Former Apple Vision Pro software engineer Michael Gutensohn has launched a new company called Volumetrics that aims to enable mixed reality developers to build their apps without ever having to take off the headset. Gutensohn is being joined by Laurent Baumann, who also worked at Apple a few years back, albeit not on the headset.

Volumetrics is announcing Thursday that they have raised $1.1 million in seed funding, and Gutensohn told me this week that his goal is to build a company dedicated to openness. The duo is using Mastodon as its Slack alternative, meaning that anyone can follow their development process, and is betting on WebXR as a way to make sure that its platform will run on a wide range of current and future devices.

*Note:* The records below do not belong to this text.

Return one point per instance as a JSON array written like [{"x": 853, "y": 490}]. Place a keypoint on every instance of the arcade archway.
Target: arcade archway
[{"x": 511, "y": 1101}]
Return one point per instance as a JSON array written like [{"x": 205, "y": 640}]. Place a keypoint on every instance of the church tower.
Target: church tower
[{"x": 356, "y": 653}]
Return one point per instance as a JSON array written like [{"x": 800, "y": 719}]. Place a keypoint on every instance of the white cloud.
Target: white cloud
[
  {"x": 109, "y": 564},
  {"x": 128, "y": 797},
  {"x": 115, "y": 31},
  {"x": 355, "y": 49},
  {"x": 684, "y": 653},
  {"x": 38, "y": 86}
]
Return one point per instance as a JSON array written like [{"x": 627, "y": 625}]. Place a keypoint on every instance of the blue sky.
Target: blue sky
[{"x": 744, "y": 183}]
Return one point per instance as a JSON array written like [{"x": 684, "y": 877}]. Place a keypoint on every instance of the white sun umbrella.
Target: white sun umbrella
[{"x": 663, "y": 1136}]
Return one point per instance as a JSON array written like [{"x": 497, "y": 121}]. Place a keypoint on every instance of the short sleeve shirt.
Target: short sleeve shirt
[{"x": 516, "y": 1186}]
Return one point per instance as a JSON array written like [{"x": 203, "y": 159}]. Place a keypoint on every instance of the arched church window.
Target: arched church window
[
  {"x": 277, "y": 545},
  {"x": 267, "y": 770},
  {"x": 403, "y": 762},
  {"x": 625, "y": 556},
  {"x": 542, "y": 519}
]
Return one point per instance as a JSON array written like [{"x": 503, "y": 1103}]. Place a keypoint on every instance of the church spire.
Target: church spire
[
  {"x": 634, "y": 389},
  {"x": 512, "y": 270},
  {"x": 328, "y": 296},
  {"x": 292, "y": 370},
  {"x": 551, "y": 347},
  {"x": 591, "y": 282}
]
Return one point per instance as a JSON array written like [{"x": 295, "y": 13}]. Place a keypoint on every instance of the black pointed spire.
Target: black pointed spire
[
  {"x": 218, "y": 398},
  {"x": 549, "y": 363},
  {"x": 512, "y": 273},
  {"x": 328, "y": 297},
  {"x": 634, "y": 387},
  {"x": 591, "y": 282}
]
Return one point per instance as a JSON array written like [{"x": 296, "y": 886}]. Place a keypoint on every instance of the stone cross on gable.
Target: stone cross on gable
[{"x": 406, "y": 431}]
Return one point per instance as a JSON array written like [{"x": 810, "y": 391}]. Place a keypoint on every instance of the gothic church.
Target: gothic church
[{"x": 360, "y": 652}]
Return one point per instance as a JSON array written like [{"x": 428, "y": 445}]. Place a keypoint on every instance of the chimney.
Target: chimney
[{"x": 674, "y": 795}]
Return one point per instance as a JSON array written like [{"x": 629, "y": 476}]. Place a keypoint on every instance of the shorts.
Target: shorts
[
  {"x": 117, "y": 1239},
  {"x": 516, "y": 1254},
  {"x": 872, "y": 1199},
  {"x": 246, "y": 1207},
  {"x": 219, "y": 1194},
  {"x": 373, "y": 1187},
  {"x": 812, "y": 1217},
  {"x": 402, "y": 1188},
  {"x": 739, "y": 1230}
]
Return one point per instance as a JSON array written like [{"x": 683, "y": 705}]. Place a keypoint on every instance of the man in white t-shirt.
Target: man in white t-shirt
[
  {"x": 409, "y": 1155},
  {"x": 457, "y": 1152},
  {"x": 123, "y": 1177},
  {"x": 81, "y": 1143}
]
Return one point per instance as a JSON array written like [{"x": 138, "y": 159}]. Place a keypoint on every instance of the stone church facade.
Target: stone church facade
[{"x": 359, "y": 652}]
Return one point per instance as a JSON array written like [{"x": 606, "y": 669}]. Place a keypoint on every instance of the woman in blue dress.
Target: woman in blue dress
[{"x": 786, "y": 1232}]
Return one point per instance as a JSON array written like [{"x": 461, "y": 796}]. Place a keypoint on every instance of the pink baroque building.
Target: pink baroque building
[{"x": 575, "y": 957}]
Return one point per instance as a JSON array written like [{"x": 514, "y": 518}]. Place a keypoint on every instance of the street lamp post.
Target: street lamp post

That being said, Gutensohn was clear-eyed about which comopany is dominating the space for the time being: “Our first corporate purchase is going to be some Quest 3s,” he told me.

What else

Microsoft just leaked all the things. In its legal spat with the FTC, Microsoft accidentally disclosed its multi-year roadmap for upcoming Xbox products. Yikes!

The Pirate Bay turns 20. Two raids, a bunch of lawsuits and countless take-down notices couldn’t put an end to The Pirate Bay … but arguably, streaming has made it a lot less relevant.

TikTok is introducing labels for AI-generated content. The service is imploring creators to label any AI-generated, realistic images, audio or video as such — but will they listen?

Sonos scores another point in its fight against Google. Google’s attempt to bring the issue back to the ITC appears to have failed.

Longtime Microsoft exec Panos Panay is heading to Amazon. Panay will reportedly replace Dave Limp, who has been in charge of the company’s consumer hardware products.

Varjo cuts price of its PC VR headset by 50%. That’s probably not a good sign?

That Chinese live streamer may be an AI. Super interesting Technology Review story about Chinese live shopping streams increasingly relying on AI-generated hosts that can hawk their wares 24/7.

That’s it

This is fun: The New York Times chronicled the evolution of tech based on Sandra Bullock movies.

Thanks for reading, have a great weekend!